Note: Earlier, the ProximateGeoToken failed to build match tokens for negative longitudes. The newly created tenants use the fixed version of ProximateGeoToken. For the tenants that already use ProximateGeoToken, the old match tokens class will be retained to preserve compatibility. If you have any pending potential matches that were generated by a rule that uses GeoLocation matching, you must run the reindex task to regenerate match tokens. To migrate to the fixed version, contact Reltio Support.

Cross-Attribute Matching

Cross-Attribute matching offers the capability to compare the combined values from multiple attributes of a profile, against those from another profile. Why is this important?

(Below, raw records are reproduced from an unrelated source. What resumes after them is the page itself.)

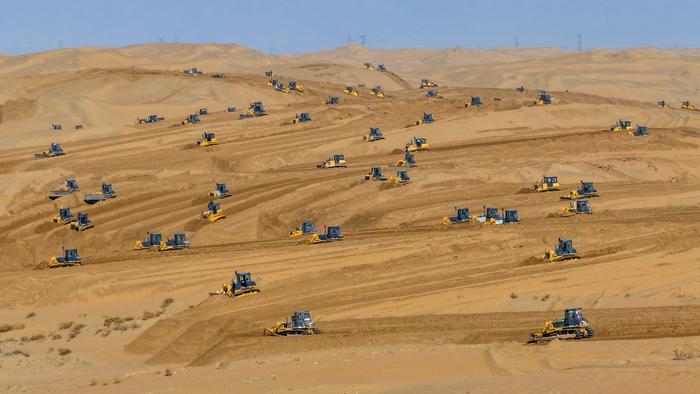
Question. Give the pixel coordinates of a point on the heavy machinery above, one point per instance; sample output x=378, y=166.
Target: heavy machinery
x=241, y=285
x=179, y=241
x=81, y=222
x=332, y=234
x=54, y=150
x=221, y=191
x=208, y=138
x=70, y=258
x=586, y=190
x=374, y=135
x=213, y=212
x=425, y=83
x=301, y=324
x=621, y=125
x=377, y=91
x=154, y=240
x=302, y=118
x=335, y=161
x=401, y=178
x=64, y=216
x=105, y=192
x=417, y=144
x=576, y=207
x=563, y=251
x=351, y=90
x=572, y=326
x=462, y=216
x=546, y=184
x=375, y=174
x=70, y=186
x=306, y=228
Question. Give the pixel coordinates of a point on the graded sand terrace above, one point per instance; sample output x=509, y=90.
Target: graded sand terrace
x=404, y=303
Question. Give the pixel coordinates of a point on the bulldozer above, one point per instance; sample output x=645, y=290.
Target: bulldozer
x=426, y=83
x=70, y=186
x=208, y=138
x=462, y=216
x=154, y=240
x=213, y=212
x=572, y=326
x=563, y=251
x=221, y=191
x=576, y=207
x=332, y=234
x=374, y=135
x=105, y=193
x=300, y=324
x=54, y=150
x=351, y=90
x=417, y=144
x=179, y=241
x=302, y=118
x=306, y=228
x=401, y=178
x=81, y=222
x=335, y=161
x=70, y=258
x=586, y=190
x=241, y=285
x=64, y=216
x=375, y=174
x=547, y=184
x=622, y=125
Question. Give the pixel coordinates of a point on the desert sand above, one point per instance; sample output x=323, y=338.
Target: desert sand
x=405, y=304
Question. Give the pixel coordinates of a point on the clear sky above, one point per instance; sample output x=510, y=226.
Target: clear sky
x=279, y=26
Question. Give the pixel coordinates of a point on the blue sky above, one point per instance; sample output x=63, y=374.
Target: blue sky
x=279, y=26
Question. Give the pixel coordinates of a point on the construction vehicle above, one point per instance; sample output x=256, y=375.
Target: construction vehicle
x=64, y=216
x=293, y=85
x=332, y=234
x=105, y=192
x=547, y=184
x=689, y=107
x=351, y=90
x=576, y=207
x=374, y=135
x=401, y=178
x=221, y=191
x=462, y=216
x=335, y=161
x=150, y=119
x=154, y=240
x=563, y=251
x=572, y=326
x=301, y=324
x=302, y=118
x=241, y=285
x=54, y=150
x=375, y=174
x=377, y=91
x=208, y=138
x=213, y=212
x=425, y=83
x=543, y=98
x=306, y=228
x=70, y=258
x=81, y=222
x=622, y=125
x=417, y=144
x=69, y=187
x=179, y=241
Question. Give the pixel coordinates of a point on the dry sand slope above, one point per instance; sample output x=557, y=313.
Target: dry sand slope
x=435, y=308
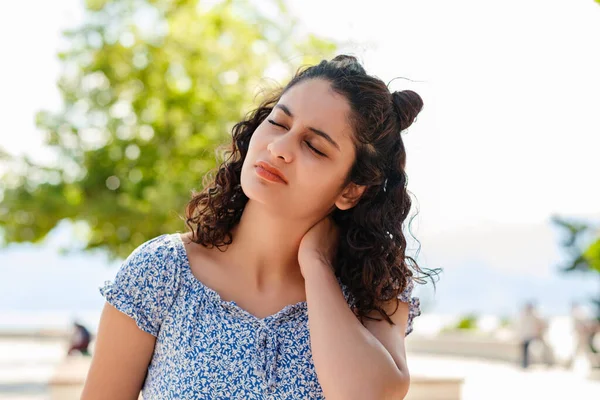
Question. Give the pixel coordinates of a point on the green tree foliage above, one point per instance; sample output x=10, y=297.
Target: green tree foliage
x=150, y=89
x=582, y=245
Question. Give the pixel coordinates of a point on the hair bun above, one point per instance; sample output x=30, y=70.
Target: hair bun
x=407, y=105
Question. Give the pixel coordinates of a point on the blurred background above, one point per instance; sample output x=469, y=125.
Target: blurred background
x=112, y=111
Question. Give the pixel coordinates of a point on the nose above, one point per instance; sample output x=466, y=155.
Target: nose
x=282, y=147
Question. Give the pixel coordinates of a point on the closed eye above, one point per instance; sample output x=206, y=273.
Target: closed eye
x=313, y=149
x=276, y=124
x=310, y=146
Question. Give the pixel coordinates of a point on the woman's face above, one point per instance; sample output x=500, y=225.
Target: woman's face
x=308, y=141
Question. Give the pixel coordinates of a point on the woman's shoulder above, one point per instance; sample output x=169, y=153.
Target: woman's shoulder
x=147, y=282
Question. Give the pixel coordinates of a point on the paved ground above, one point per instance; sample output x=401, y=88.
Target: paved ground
x=485, y=380
x=26, y=366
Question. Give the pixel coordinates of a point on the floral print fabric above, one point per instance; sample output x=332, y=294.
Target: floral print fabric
x=208, y=348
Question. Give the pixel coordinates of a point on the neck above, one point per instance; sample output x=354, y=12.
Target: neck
x=266, y=246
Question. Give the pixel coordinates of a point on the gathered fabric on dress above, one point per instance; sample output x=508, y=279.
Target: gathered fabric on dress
x=208, y=348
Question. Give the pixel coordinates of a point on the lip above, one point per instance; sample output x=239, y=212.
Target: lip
x=271, y=169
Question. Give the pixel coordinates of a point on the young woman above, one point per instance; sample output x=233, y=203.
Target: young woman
x=293, y=282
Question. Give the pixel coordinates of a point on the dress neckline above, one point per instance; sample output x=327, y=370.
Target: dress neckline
x=287, y=311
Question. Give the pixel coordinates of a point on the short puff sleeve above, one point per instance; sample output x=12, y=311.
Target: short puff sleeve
x=146, y=284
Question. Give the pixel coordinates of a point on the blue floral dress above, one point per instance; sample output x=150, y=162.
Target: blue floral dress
x=208, y=348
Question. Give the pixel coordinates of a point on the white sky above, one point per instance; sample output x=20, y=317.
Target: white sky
x=511, y=127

While this can be utilized for any collection of attributes you select, it most often is useful for the First and Last name of a person’s profile, as shown in this example for profiles A and B.

Profile A:

First name = “John”; Last name = “Smith”; Address Line1 = “123 Main St”, and so on

Profile B:

First name = “Smith”; Last name = “John”; Address Line1 = “123 Main St”, and so on

To match on profiles that have this characteristic, you will construct a virtual attribute that is defined as the combination of the actual attributes that you believe will contain each other’s values. In this case, you would create a virtual attribute, perhaps MultiGroup1 defined as the combination of First and Last name. The next step is to define a token class for the virtual attribute that generates tokens appropriate for the type of data. Thus, the tokens generated for MultiGroup1 are the same for both profiles. Lastly, choose a comparator appropriate for the type of data being compared.